Komisi II DPRD Karangasem melakukan inspeksi mendadak (sidak) terhadap bangunan yang diduga mencaplok sempadan pantai di Banjar Dinas Lean, Desa Bunutan, Kecamatan Abang, Karangasem, Senin (12/1/2026). Sidak dilakukan menyusul adanya laporan masyarakat terkait pelanggaran batas sempadan pantai dan jalan.
Kepala Desa Bunutan I Made Suparwata mengatakan, pihak desa menerima laporan warga karena secara administrasi kepemilikan lahan bangunan tersebut belum jelas. Selain itu, secara kasat mata bangunan tersebut dinilai telah melanggar sempadan pantai dan jalan.
“Ada masyarakat yang melapor karena secara administrasi kepemilikannya belum jelas. Selain itu, secara kasat mata bangunan tersebut sangat jelas telah melanggar sempadan pantai dan jalan,” kata Suparwata.

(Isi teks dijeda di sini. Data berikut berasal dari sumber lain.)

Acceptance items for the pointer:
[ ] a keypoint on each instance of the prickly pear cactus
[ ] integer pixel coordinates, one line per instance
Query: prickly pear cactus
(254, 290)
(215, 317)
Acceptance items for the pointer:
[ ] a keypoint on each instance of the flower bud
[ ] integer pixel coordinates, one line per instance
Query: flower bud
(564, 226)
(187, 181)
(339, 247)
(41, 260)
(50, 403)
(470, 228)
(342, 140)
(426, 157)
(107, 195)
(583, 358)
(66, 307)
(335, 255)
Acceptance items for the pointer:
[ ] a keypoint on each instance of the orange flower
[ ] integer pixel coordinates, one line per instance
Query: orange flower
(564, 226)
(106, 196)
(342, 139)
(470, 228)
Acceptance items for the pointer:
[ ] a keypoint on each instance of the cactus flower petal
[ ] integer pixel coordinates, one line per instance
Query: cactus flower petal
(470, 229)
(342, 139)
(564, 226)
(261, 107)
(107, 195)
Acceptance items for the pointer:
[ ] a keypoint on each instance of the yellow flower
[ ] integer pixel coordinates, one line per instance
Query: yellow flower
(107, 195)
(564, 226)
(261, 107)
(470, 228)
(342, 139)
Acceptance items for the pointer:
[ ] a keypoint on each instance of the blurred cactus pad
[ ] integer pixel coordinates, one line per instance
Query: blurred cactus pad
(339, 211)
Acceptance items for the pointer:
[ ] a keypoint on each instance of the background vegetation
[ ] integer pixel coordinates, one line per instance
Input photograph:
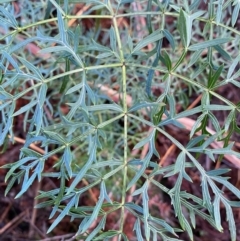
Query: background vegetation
(127, 112)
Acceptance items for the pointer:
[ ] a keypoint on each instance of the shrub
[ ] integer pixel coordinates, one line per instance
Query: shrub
(100, 85)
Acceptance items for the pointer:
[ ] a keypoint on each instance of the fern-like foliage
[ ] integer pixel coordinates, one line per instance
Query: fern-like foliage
(89, 94)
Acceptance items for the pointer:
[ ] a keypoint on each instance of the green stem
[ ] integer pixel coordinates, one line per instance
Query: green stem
(125, 110)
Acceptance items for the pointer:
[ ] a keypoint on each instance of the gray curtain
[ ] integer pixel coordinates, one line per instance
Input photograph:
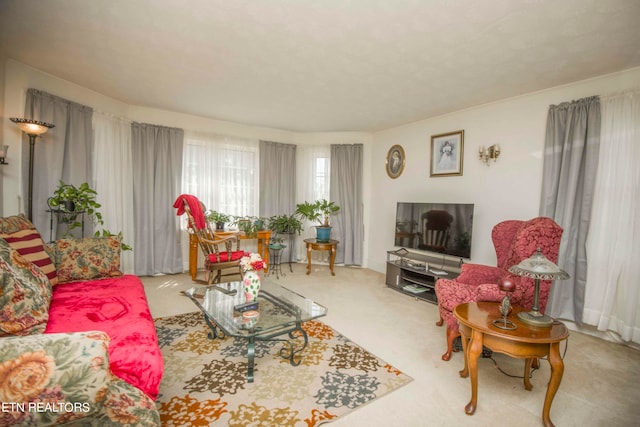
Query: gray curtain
(157, 174)
(277, 178)
(63, 153)
(570, 164)
(346, 191)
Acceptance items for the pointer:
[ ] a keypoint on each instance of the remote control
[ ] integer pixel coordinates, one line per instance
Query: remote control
(253, 305)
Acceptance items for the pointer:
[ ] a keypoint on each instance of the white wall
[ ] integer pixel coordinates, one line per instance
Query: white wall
(508, 189)
(20, 77)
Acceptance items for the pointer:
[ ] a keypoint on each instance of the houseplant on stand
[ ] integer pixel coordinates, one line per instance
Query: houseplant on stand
(319, 211)
(251, 264)
(69, 201)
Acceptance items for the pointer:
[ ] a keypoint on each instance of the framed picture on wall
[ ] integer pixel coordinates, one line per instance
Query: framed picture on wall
(395, 161)
(447, 151)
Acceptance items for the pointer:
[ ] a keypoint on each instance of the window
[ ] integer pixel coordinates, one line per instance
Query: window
(222, 171)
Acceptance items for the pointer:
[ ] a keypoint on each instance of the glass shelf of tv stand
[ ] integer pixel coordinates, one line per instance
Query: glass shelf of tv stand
(415, 273)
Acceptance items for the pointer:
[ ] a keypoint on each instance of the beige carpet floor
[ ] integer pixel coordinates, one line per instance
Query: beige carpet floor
(206, 379)
(599, 387)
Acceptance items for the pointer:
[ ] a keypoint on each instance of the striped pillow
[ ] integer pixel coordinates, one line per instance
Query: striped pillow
(30, 245)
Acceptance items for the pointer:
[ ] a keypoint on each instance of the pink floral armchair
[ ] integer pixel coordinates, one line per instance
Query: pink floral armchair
(513, 241)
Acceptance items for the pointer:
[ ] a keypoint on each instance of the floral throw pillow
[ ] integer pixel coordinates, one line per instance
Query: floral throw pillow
(25, 294)
(88, 258)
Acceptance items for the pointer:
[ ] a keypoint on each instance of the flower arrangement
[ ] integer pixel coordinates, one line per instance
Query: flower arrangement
(252, 262)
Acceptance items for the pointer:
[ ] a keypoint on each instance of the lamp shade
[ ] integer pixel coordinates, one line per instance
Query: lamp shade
(32, 127)
(537, 266)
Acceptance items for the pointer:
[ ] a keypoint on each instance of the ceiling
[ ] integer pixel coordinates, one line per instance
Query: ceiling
(320, 65)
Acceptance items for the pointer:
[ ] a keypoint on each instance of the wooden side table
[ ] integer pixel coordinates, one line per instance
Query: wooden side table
(321, 246)
(527, 342)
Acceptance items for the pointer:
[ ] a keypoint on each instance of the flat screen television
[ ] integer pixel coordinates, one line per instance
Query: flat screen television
(435, 227)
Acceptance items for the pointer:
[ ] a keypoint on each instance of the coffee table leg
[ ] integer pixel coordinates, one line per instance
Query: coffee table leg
(527, 374)
(332, 259)
(464, 337)
(557, 369)
(289, 351)
(251, 353)
(473, 351)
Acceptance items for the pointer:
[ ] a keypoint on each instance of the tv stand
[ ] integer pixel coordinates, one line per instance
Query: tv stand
(407, 272)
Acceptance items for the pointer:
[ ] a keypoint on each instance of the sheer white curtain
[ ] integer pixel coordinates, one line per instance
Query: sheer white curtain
(313, 169)
(222, 171)
(112, 178)
(612, 295)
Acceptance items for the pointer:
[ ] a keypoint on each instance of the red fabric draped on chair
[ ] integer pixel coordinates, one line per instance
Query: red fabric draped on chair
(514, 241)
(215, 260)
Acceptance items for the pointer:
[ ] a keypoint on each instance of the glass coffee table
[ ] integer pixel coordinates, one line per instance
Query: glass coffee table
(280, 312)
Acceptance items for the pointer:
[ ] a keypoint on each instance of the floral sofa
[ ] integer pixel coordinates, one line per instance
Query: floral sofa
(78, 344)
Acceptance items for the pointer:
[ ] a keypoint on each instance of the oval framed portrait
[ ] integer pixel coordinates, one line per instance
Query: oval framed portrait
(395, 161)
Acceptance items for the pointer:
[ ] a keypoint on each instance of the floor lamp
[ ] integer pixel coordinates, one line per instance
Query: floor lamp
(33, 128)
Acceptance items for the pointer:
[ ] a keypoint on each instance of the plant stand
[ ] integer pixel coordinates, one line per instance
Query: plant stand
(63, 217)
(275, 254)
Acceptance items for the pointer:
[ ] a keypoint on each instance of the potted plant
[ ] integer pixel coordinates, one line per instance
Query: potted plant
(319, 211)
(285, 224)
(218, 218)
(276, 243)
(68, 201)
(250, 225)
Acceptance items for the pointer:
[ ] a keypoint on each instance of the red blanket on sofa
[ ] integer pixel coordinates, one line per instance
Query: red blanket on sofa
(117, 306)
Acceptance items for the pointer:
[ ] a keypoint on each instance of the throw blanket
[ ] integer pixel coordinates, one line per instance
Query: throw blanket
(194, 206)
(119, 307)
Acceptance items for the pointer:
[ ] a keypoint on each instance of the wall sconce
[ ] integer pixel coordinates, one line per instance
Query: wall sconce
(3, 154)
(489, 153)
(33, 128)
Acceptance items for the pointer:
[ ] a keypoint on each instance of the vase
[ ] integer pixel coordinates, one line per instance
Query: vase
(251, 281)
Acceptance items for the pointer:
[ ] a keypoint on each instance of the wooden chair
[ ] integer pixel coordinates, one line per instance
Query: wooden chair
(216, 261)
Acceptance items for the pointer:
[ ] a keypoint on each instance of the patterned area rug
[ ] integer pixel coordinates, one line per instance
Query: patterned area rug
(205, 380)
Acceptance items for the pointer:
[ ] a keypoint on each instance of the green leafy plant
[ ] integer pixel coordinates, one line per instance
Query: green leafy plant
(276, 242)
(250, 225)
(71, 199)
(68, 201)
(285, 224)
(319, 211)
(217, 217)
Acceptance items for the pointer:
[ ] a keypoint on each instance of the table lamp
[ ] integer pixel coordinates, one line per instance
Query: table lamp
(537, 267)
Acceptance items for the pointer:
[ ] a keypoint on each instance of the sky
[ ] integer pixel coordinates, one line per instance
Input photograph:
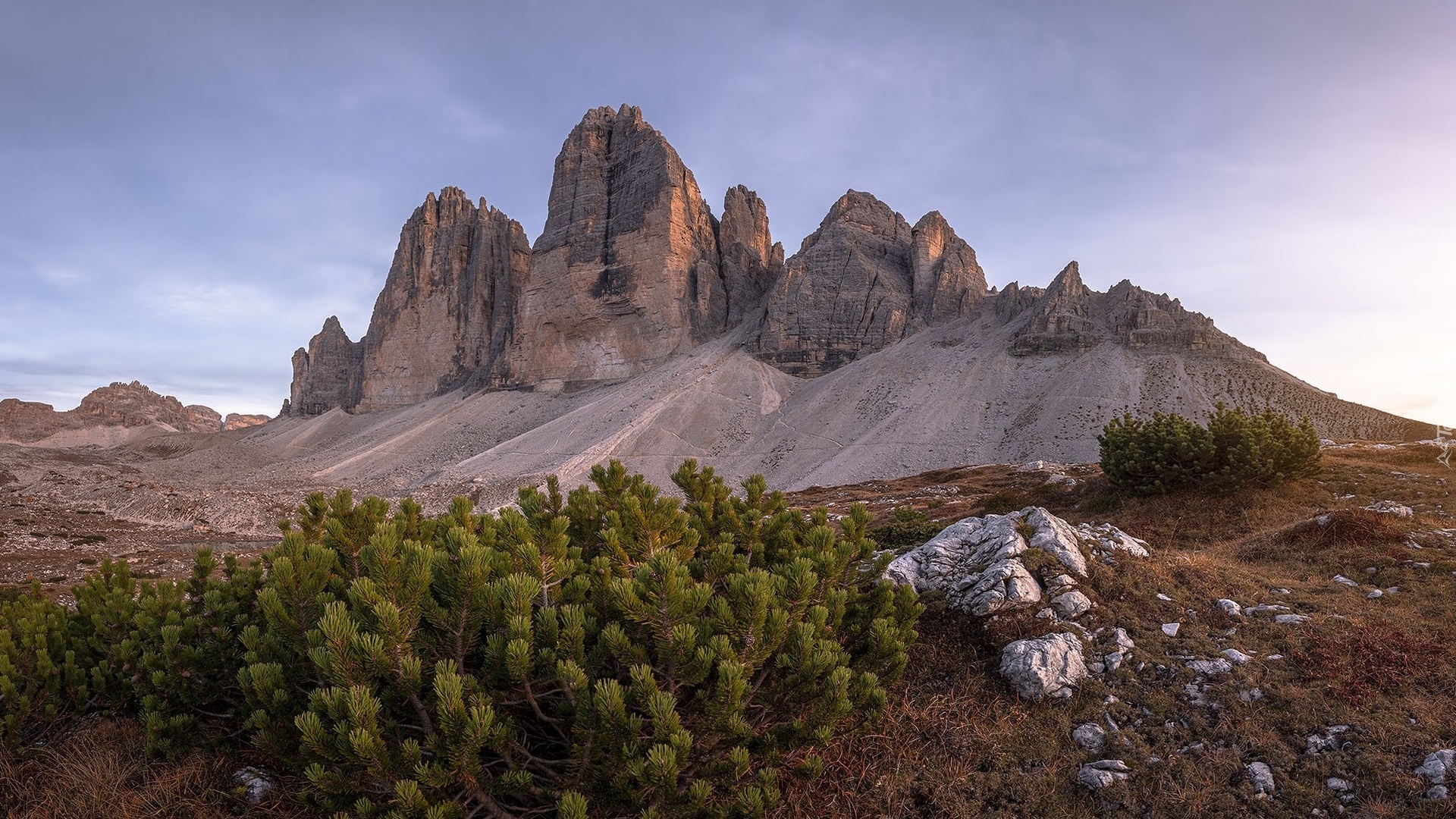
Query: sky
(190, 188)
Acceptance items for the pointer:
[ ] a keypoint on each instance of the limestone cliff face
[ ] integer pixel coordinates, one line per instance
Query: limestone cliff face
(861, 283)
(328, 373)
(626, 270)
(1074, 318)
(446, 311)
(750, 259)
(118, 404)
(848, 292)
(946, 280)
(239, 422)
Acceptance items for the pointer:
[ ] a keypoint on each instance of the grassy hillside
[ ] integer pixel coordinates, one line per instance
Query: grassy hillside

Ia belum mengetahui secara pasti peruntukan bangunan tersebut. Namun, jika dilihat dari bentuknya, bangunan itu kemungkinan akan digunakan sebagai tempat usaha seperti kafe atau tempat nongkrong dengan pemandangan laut.
Suparwata menjelaskan sebelum pembangunan dilakukan, di lokasi tersebut sudah terdapat bronjong yang berfungsi untuk pengamanan jalan dari terjangan ombak. Namun sejak pertengahan 2025, seorang investor mulai melakukan pembangunan hingga kini memasuki tahap penyelesaian.
“Kalau dari pengakuan investor, ia mengaku telah membeli tanah tersebut dari pemilik sebelumnya. Tapi, secara administrasi pemiliknya belum bisa menunjukkan sertifikatnya hingga saat ini,” ujarnya.
Ia menambahkan, pada akhir 2025 Satpol PP Karangasem bersama instansi terkait sempat dua kali turun ke lokasi. Saat itu, pembangunan yang sudah mencapai sekitar 75 persen diminta untuk dihentikan.
“Tapi, pihak investor tetap melanjutkan pembangunan hingga saat ini. Pihaknya berharap untuk ke depannya ada tindakan tegas dari pihak terkait yang berwenang,” harap Suparwata.
Ketua Komisi II DPRD Karangasem I Made Tarsi Ardipa mengatakan, sidak dilakukan setelah pihaknya menerima laporan masyarakat terkait adanya bangunan yang diduga melanggar sempadan pantai dan jalan raya di wilayah Bunutan.
Ia menyebut, investor pembangunan dinilai mengabaikan perintah Satpol PP Karangasem yang sebelumnya telah meminta penghentian aktivitas pembangunan. Karena itu, DPRD berencana menindaklanjuti persoalan tersebut melalui rapat bersama instansi terkait.
“Nanti kami akan rapatkan dulu, setelah dapat solusi baru kami ambil langkah selanjutnya. Jika diperlukan kami juga akan panggil investor pembangunannya,” ujar Tarsi.